As an aside, there’s a nice circularity here. I recently completed my article on Solo: A Star Wars Story, for which I finally got to chat with the very director I wasn’t able to interview for Rush. More about Ron Howard, the Kessel Run and the Millennium Falcon when Cinefex 160 launches a few weeks from now.

After Rush, it was all about the blog for two years, until November 2015 when I joined Cinefex on a full-time basis, writing articles for the magazine (while still keeping the blog romping along). My first assignment as senior staff writer was Spectre, published in Cinefex 145, February 2016. This was a very different kettle of fish to Rush, where my interviews were largely confined to the film’s sole visual effects vendor, DNEG. With Spectre, I found myself talking with the world and his wife – Industrial Light & Magic, MPC, Cinesite, DNEG (again), Framestore, Peerless, Propshop, IO Entertainment, special effects supervisor Chris Corbould … the list went on. No surpise that the interviews yielded over 50,000 words of transcript – twice what I’d had for Rush. Here’s the blog I wrote at the time:

My favourite Spectre interview was with production visual effects supervisor Steve Begg, who spoke to me on the phone for over an hour while he was strolling through the streets of Edinburgh. Partway through our conversation, he found the optimum spot in the city for 4G reception – the interior of an old church. Steve’s obvious delight at the carvings he found in there was so beguiling that I almost wished I didn’t have to return his attention to James Bond and his latest exploits.

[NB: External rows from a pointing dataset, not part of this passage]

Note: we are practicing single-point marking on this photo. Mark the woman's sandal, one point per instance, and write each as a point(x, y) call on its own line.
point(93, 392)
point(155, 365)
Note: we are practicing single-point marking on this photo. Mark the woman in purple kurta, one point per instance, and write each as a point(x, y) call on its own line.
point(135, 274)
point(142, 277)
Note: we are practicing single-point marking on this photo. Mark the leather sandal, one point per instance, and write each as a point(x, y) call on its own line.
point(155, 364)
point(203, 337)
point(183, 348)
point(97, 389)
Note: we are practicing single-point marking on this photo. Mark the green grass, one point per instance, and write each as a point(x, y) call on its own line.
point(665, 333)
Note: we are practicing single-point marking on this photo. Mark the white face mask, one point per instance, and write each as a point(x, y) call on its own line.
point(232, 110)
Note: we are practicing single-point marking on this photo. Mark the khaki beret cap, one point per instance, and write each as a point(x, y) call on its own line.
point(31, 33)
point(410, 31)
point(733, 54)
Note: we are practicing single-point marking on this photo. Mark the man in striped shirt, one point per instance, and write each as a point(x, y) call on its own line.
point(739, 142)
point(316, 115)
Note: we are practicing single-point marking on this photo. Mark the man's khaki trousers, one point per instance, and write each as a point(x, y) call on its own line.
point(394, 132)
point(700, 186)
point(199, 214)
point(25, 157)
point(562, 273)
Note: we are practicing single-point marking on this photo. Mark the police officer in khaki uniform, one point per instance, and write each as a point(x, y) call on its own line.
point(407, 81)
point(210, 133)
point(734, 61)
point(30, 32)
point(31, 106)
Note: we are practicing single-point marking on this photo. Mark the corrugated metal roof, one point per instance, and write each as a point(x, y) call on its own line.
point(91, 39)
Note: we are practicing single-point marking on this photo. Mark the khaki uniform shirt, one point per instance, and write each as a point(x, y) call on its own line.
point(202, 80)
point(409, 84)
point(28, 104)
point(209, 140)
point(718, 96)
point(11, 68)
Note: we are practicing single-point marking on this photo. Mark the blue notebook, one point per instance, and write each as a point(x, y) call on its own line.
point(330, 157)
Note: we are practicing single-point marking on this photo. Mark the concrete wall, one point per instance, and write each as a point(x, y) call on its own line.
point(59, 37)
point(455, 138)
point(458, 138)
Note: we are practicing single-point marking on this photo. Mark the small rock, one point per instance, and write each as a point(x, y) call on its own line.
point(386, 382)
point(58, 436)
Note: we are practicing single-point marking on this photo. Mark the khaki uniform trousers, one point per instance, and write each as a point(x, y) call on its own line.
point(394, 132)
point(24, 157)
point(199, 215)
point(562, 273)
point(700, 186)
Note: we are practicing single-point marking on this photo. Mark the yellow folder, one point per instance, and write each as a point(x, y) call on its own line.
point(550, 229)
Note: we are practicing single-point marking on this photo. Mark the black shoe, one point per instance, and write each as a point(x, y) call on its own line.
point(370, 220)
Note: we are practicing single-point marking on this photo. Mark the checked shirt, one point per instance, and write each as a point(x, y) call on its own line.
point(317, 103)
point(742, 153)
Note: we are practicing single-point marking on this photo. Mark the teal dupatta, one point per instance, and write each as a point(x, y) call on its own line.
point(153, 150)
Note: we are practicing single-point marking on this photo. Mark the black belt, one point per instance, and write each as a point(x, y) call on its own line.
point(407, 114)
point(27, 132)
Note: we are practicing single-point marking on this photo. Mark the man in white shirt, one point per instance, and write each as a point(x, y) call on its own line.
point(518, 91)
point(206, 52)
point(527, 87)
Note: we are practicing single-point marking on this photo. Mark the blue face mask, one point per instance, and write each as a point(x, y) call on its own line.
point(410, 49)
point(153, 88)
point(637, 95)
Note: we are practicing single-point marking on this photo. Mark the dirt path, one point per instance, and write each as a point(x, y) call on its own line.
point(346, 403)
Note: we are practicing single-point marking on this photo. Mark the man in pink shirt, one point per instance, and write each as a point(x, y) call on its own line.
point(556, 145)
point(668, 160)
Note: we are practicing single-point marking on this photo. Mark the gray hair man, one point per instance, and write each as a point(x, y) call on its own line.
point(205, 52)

For the next issue, I took on not one article but two. Jody Duncan, Joe Fordham and I have a give-and-take way of sharing the workload, you see – if one of us has a couple of heavy assignments on one issue, the others will give them a break next time around. As the new boy, I only had to tackle one film on my maiden voyage. Next issue in, things ramped up. In fact, they ramped up more than any of us had anticipated so that, for various reasons, I actually ended up writing three articles for Cinefex 146.